Coder Who Says Py: January 2009

2009-01-27

Snakebite announced

Well, I am definitely not the first person to blog about Snakebite, but it is such a big thing I figured I would do my part to get the word out. Having a huge server farm available to the Python developers to fix platform-specific bugs is going to be great.

A perk of being the chairman of the infrastructure committee for the PSF is I got to know about this when Trent first started this. But even knowing about it didn't prepare me for the scope of what he has done with Titus' (and others) help.

And so I big "thank you" from me to Trent for doing this! The man shelled out a lot of time and cash to do this for the benefit for the Python community and I think he deserves all the kudos he has been getting for this.

2009-01-17

importlib is now in Python 3.1

[update: fixed a typo and a broken link]

Back in the summer of 2006 I interned at Google under Neal Norwitz. Part of what I did that summer was try to figure out how to potentially secure the Python interpreter for embedding into Firefox. I did finally figure out how to secure the interpreter for embedding to protect resources, culminating in a paper for a security course I took at UBC.

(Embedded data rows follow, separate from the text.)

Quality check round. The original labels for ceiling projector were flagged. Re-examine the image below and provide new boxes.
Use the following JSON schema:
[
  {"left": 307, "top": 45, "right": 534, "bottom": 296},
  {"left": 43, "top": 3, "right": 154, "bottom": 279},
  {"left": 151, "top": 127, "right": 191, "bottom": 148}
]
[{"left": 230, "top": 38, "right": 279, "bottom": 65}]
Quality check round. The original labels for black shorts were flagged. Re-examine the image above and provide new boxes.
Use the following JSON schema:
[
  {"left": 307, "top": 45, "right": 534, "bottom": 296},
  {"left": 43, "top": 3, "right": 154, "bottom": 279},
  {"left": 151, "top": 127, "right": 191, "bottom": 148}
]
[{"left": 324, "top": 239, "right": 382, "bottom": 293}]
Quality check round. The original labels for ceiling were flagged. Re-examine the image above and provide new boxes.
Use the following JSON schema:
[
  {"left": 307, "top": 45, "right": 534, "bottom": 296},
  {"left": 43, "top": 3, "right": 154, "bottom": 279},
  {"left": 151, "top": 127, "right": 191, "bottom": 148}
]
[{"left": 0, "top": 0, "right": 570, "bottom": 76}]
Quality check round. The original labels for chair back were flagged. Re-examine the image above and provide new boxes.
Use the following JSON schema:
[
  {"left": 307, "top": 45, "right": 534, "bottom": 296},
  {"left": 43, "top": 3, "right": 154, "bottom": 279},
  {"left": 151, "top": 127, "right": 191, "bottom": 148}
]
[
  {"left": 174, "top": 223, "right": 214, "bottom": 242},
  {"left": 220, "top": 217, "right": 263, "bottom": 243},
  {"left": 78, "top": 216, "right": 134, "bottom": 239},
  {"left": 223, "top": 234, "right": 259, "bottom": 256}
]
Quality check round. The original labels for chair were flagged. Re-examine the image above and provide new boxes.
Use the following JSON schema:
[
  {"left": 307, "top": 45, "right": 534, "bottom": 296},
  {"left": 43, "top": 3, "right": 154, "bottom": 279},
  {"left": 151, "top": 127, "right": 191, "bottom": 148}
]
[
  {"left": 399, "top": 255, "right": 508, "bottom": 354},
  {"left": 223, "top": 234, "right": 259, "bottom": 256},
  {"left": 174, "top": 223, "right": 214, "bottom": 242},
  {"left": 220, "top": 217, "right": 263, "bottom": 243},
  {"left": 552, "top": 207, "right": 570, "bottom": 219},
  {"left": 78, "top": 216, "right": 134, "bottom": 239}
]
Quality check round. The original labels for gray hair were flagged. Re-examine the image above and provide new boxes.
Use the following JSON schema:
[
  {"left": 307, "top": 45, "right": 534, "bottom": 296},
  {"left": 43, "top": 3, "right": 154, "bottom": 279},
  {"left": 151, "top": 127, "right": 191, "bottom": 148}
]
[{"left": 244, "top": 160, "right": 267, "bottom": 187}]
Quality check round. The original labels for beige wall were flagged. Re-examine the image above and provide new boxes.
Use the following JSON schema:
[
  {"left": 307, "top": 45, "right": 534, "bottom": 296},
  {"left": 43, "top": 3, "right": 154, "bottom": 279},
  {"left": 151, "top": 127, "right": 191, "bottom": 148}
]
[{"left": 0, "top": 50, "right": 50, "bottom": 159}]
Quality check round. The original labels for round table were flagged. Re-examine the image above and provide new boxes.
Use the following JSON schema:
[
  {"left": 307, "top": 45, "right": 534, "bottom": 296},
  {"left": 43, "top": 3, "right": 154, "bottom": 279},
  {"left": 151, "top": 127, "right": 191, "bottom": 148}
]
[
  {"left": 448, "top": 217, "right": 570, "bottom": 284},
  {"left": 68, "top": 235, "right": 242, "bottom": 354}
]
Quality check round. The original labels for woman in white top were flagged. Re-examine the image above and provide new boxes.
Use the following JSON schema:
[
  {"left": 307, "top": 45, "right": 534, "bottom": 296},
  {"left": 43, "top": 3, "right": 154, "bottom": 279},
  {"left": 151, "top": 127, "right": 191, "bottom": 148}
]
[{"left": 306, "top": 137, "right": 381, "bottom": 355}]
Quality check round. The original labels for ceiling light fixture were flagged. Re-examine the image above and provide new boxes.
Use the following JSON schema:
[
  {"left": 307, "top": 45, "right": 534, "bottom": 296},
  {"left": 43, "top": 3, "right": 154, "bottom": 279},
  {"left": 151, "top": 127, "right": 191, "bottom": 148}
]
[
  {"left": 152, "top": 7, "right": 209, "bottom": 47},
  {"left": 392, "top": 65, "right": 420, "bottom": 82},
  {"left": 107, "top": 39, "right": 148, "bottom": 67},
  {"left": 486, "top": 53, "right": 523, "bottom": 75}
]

Part of the solution I developed required controlling import such that you couldn't import arbitrary built-in, frozen, and extension modules. As import is currently implemented, that is simply not possible to do in a secure fashion. That meant reworking or rewriting import. Since the import code was known to be a little difficult to work with I decided to rewrite it in pure Python.

Work began on October 4, 2006. At the time I was planning on making my Python security work my thesis topic with the long-term goal of making my rewrite of import the official implementation of import. Little did I know how massive of a project this would turn out to be.

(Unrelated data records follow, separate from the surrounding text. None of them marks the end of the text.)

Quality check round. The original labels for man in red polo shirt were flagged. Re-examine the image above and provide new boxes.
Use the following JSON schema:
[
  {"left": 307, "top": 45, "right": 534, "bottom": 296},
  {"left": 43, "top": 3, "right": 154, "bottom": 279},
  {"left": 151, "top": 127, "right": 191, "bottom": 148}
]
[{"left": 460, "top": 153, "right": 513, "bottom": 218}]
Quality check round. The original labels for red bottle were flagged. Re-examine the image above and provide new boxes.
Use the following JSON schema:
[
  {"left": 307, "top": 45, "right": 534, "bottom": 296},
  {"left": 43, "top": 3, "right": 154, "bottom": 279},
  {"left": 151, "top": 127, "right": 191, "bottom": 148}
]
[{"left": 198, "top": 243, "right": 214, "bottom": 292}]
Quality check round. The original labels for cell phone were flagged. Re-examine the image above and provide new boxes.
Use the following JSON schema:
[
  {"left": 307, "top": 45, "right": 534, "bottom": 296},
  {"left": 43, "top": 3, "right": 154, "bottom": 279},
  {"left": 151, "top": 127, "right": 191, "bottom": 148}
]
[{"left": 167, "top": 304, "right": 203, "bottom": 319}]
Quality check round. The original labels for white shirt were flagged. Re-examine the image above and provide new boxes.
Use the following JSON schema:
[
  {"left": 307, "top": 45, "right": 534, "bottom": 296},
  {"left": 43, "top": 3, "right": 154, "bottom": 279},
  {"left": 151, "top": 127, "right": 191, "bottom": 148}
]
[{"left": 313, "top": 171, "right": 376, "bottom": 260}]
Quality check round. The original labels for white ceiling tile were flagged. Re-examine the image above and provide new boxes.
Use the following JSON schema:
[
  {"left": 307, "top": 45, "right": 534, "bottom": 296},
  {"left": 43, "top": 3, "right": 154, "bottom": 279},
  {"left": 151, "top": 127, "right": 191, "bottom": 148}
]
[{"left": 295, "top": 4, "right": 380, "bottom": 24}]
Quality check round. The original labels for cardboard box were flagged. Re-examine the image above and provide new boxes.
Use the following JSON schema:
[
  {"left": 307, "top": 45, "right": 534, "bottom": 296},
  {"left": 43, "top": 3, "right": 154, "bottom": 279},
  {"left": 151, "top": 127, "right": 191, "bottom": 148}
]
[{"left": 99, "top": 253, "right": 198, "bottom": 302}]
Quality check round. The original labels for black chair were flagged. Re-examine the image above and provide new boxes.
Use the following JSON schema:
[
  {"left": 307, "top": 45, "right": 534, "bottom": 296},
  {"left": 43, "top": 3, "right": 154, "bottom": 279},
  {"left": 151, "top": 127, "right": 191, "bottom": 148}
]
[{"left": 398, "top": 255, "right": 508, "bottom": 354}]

Two years, three months, and 13 days later, importlib came into being for Python 3.1 in revision 68698. Between the beginning and now my security work stopped being my thesis topic (as did anything directly relating to Python), I dropped support for Python 2.x, and I learned part of the reason the C implementation is so difficult to work with is that import's semantics are rather nuanced and require juggling a lot in your head at once. Oh, and allowing different source encodings is evil.

This is easily the longest amount of time I have ever spent on a single piece of code. One of the surprising things is that the thing is not even 2,000 LOC, including tests! It just took forever to get the semantics fully backwards-compatible (short of some assumptions in the tests, you can currently run the entire test suite for Python with importlib as __import__ and have things work).

The other thing that held up checking importlib in was being too much of a perfectionist. I think I implemented importlib twice, and I still have plans on how to clean things up. Importlib has become the perfect example that your initial implementation might work, but it most definitely will not be the best implementation you can do. Heck, I still have some things to change to make the code easier to work with and more useful to users.

The perfectionist part also came out through worrying about the public API. I know people want to have access to all of the code I have written for their own importers. So I have constantly worried about how to expose it in a sane way. But API design is hard, especially when it is in Python's standard library. Get something wrong and you have to live with it for at least one extra release when you add a deprecation. This is why I am going to expose the API slowly over time and probably blog about it so that I can get feedback from people.

Now that the code is in, what are the long term plans? Well, I have notes with the code that cover what I plan to do. They start with documenting importlib.import_module. That is to be the function that everyone has asked for: a usable interface over __import__. As it stands now the interface is ``import_module(name, package)`` where 'name' is what to import, including relative imports, and 'package' is the package for the calling module. Calling the function returns the specified module, not the top module like __import__; no more fake values in fromlist! I might change the argument names, but I can't think of any other way to make it the API simpler and straight-forward.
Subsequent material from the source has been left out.